John had been raised in a traditional Christian family. His father saluted him proudly as he set off to help his country, the quiet assurance in his eyes that John would return safe and sound mirroring almost identically the assurance his mother had that some day he'd make her proud and settle down with a nice girl and give her some grandkids.

His parents hadn't really known anything.

Raised on Sunday school every week and the all American dreams his parents put into his head, John had never really questioned anything.

When left to his own devices, though, he wasn't overly religious.

He had several bibles and kept the one his parents had given him when he went to war near his bed, but he wasn't the praying type. Slowly but surely, religion seeped out of his life until he couldn't remember when the last time he'd been to church was.

He put his faith in to someone else instead.

When he had first met Mary, he hadn't had the most honorable intentions (if he was being completely honest with himself, though that was something he rarely did during those days.)

She was beautiful and they were young and John was looking to get laid.

But before they did anything, before they even kissed for the first time, just talking to Mary changed his whole perspective. He went home that night with Mary's number and a promise to call her falling from his lips instead of the satisfied smirk he had been expecting.

When he went on his first date with Mary, his whole world did a little flip on it's axis.

She was so cynical but buried beneath the exhaustion layering her eyes, he saws tiny flickers of hope.

He found himself wanted to fan that hope, make it into a roaring fire and he began feeling like he would do anything to put it there.

When he realized that, it was also the time he first realized he was in love with her. Not seriously. He was young and though he had lived beyond what most his age ever had he wasn't looking for too much from her. It wasn't something he expected would last forever but it was the first moment that he realized that maybe, if it did last forever, it wouldn't be so bad.

There were many approaches he tried but he never really succeeded.

The first honest-to-god flare of hope John had seen in Mary's eyes had come on a morning when she'd called him out to breakfast with news. She probably didn't notice the involuntary flicks of her own eyes downwards and John wondered what she was looking at.

Before she could tell him what she'd called him out here for, he realized what she was looking at. Her hand grazed over her stomach and it was like he could see a light shining, a little life inside her and he smiled his reassurances at her and grabbed her hand, telling her he'd always be there for her. The hope in her eyes had lit up like fireworks.

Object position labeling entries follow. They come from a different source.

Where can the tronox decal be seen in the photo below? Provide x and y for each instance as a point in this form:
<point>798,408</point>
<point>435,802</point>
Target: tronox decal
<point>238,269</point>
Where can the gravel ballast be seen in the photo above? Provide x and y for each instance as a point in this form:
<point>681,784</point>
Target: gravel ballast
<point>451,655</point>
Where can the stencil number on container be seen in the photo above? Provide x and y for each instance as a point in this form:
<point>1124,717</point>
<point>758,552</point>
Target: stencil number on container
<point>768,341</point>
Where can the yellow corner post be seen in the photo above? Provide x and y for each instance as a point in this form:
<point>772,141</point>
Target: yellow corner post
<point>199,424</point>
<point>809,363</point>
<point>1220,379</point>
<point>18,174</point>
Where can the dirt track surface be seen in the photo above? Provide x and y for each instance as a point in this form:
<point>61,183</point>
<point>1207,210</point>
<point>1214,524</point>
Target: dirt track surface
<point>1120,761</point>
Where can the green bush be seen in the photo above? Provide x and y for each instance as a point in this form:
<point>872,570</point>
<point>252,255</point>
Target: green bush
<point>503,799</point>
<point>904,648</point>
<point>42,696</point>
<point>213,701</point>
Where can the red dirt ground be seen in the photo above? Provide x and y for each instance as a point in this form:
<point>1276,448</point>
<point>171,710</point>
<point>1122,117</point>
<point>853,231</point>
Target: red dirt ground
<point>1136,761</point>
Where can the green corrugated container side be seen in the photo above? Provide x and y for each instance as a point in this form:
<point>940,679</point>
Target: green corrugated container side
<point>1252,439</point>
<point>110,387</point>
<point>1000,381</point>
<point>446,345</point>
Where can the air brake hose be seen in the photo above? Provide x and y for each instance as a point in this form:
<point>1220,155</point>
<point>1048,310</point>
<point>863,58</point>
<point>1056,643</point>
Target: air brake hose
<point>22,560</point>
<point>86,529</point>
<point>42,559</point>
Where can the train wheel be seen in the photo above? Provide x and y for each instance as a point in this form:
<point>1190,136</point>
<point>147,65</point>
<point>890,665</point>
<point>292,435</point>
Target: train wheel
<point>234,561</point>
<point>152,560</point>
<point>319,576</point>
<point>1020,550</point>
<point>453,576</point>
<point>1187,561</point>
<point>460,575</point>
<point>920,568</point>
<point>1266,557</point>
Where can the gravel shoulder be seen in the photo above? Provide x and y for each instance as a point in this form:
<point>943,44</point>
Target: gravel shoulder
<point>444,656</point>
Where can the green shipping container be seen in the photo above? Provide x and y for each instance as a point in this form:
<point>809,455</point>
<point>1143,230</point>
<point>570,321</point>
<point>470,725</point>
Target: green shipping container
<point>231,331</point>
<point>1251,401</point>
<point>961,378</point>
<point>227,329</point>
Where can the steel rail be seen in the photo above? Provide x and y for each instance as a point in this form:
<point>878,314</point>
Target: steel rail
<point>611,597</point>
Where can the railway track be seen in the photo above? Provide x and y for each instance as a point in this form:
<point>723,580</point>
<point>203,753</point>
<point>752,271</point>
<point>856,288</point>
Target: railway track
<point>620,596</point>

He heard her choked sobs from the other room after she had excused herself, asked for a moment. Her mother's words of consolation did little at a time like this, but they were all Deanna had to give and Mary was more than happy to take what comfort from them that she could.

John was devastated and started thinking of ways to bring hope back to her, but Mary had done it for herself.

She had left at some point that day and John had stayed with Samuel and Deanna, in a near silence. The company really helped right then. None of them knew where she had gone but they'd all seen the light in her tear-filled eyes when she returned.

She whispered to him that night, confided in him as held her in a bundle in his arms, eyes glued with reverence to the bible his parents had given him. She told him about the faith she had never had and the revelations the loss of the child had given her. In so many ways she was blessed, she had said, to have John and to have her parents and to have knowledge, though John didn't know at the time what she was talking about at all.

He fell asleep with her warmth somewhere at his core and was woken some time later but the quiet whispers of prayer slipping through her barely parted lips.

He didn't think of God that night. He thought of what he could do to make her happy.

They lived on. Samuel and Deanna, though... It was a tragedy. There were moments were he caught her eyes dulled with pain and weariness, but other than those glimpses of the sadness and hurt in her life, her eyes were filled now more than ever with the brightness of hope and blissful understanding.

He remembered clearly the choked sob, equal parts relief and loss, happiness and sorrow that filled her whole expression as he gazed up at her, feeling as though he shouldn't have been alive, but happy to be because Mary needed him.

And then it had happened. He felt their lives clicked into place and the unspoken words as she pressed his hand to her stomach all those years later.

She thanked God that night.

John didn't.

He wasn't sure how much could be attributed to God, but that wasn't important to him. Right now he didn't have God to thank. He had Mary, just Mary, and the years of struggling they had gone through to get where they were that day.

The next time he thought of God was as he sifted through the burned remains of his house, his sons in his peripheral vision, Dean whispering comforts to baby Sammy. He looked at the burned pages of the bible his parents had given him.

He tucked it into his coat pocket.

Later, he brought it to the river and threw it in with some of Mary's ashes.

That was the last time he thought of God.